Liberia Recovers From War
MONROVIA, Liberia—Jonathan Koffa, known to his fans as Takun J, wore fake diamond earrings and a rhinestone-studded D&G necklace that was missing most of its bling. One day in March, he and several other Liberian rappers gathered around a plastic table next to a blazing strip of asphalt in downtown Monrovia. Only a flimsy umbrella separated us from the punishing midday sun, and the musicians sweated into their do-rags.
They were members of L.I.B. Records, one of Liberia's most popular rap outfits, which is not a record label in the traditional sense but a group of like-minded artists who sometimes perform together. Unlike the American rappers they admired—50 Cent, DMX, Jay-Z—their lives lacked any hint of glamour. Most were in their 20s and lived at home. They walked everywhere, because in Liberia, even a rapper with three simultaneous radio hits couldn't afford a bicycle. On nights when he ran out of food, Takun J told me that he ate hot cereal with sugar before bed, just to have something in his stomach.

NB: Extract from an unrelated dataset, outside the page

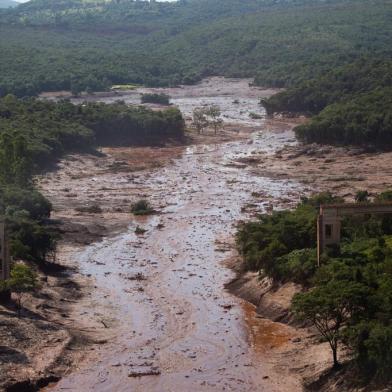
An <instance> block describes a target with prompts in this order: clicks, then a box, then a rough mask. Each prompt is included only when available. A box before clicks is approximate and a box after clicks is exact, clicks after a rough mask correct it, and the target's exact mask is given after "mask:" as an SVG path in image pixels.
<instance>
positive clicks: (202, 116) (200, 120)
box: [192, 108, 208, 134]
mask: <svg viewBox="0 0 392 392" xmlns="http://www.w3.org/2000/svg"><path fill="white" fill-rule="evenodd" d="M192 119H193V122H192V125H193V126H194V127H195V128H196V129H197V132H198V133H199V134H200V133H202V131H203V129H204V128H206V127H207V126H208V120H207V117H206V109H205V108H194V109H193V115H192Z"/></svg>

In economic terms, they had a lot in common with almost everyone else in their country, where 80 percent of the population lives on less than $1 a day, and the unemployment rate hovers around 85 percent. They also shared an experiential bond with the earliest practitioners of American hip-hop, who rapped about urban poverty, violence, and desperation because they had lived it."You know how it was like around '92, '93 in the States, around Tribe Called Quest, there wasn't no money in the game," said Buckay Bantoe, an L.I.B. rapper who wore a Rastafarian knit cap over his dreadlocks. "But say like around '96, '97, when Puff Daddy, certain people started comin' in … the game took a turn. That's how it's going to be here. That's how I see it. It's going to take off."
Like their American contemporaries, the L.I.B. rappers grew up on Big Daddy Kane and "Rapper's Delight" and graduated to the Wu-Tang Clan and the Roots. During Liberia's 14-year civil war, they fled the country or hid in their homes to avoid being killed or conscripted by rival factions. Now, they are trying to create a uniquely Liberian musical genre in a place where no one seems able to agree on the definition of a national culture. It's hard to go anywhere in Liberia without hearing music—church choirs belting out gospel songs, rocked-up spirituals blasting from big outdoor speakers, or tinny radios playing reggae—but most of it isn't Liberian. Artists from Ghana and Senegal are popular, and kids wear T-shirts emblazoned with the faces of Eminem and Tupac Shakur.
The L.I.B. rappers call their music "hip-co," the "co" being short for "colloqua." This is the Liberian vernacular, broken American English with bits of indigenous tongues thrown in. It's the language of the street, and Takun J and the other L.I.B. rappers choose subjects that resonate with ordinary people. "If we see politicians doing crooked stuff, we going to speak about it," Bantoe said. "We not going to let nobody stop us from speaking truth in our music."
Takun J is 26, idealistic, and earnest. He sees music as a way of countering injustice because, he told me, "The musician is also a politician." When we spoke, he was working on a single about police corruption. In Monrovia, poorly paid traffic cops routinely stop drivers for imaginary violations and demand bribes. The song went, in part:
Policeman coming, the policeman running
The policeman can take sides when he see money …
The policeman not fair, policeman not right
Policeman judge your case, brother you'll be scared!
The song includes a plea to President Ellen Johnson-Sirleaf to crack down on corruption or face public outrage. Even though he believes his songs can alter the status quo, he alludes to another widely held view:
Policeman not shamed, policeman can't change
Oh when you look at him, tell me how he will change? ...
Tell me now my people, tell me who we will trust—
The police that we got, that doing that kind of stuff?
Takun J and the other L.I.B. rappers have plenty of listeners, but they're not making money. There is only one distributor for full-length albums in Liberia, they told me, and whenever they have enough material for a CD, they sell the songs, rights and all, for several-thousand dollars. They don't have much negotiating power, because the distributor is the only game in town. "It's like we in slavery," Bantoe said. "We working hard, and he just buying it for little or nothing."
They make a little money playing live, but sometimes money is not the point. I watched them perform for free one afternoon on a beach in Monrovia. The sky was silvery, and dozens of boys stood knee-deep in the water, laughing and splashing each other with giant plumes of white spray. The L.I.B. rappers launched into a song about a pretty girl whose number they wanted, and a crowd of teenagers quickly formed around them, pressing uncomfortably close. They listened intently and a little desperately, like people who suspect that it may be a long time before such pure enjoyment comes their way again.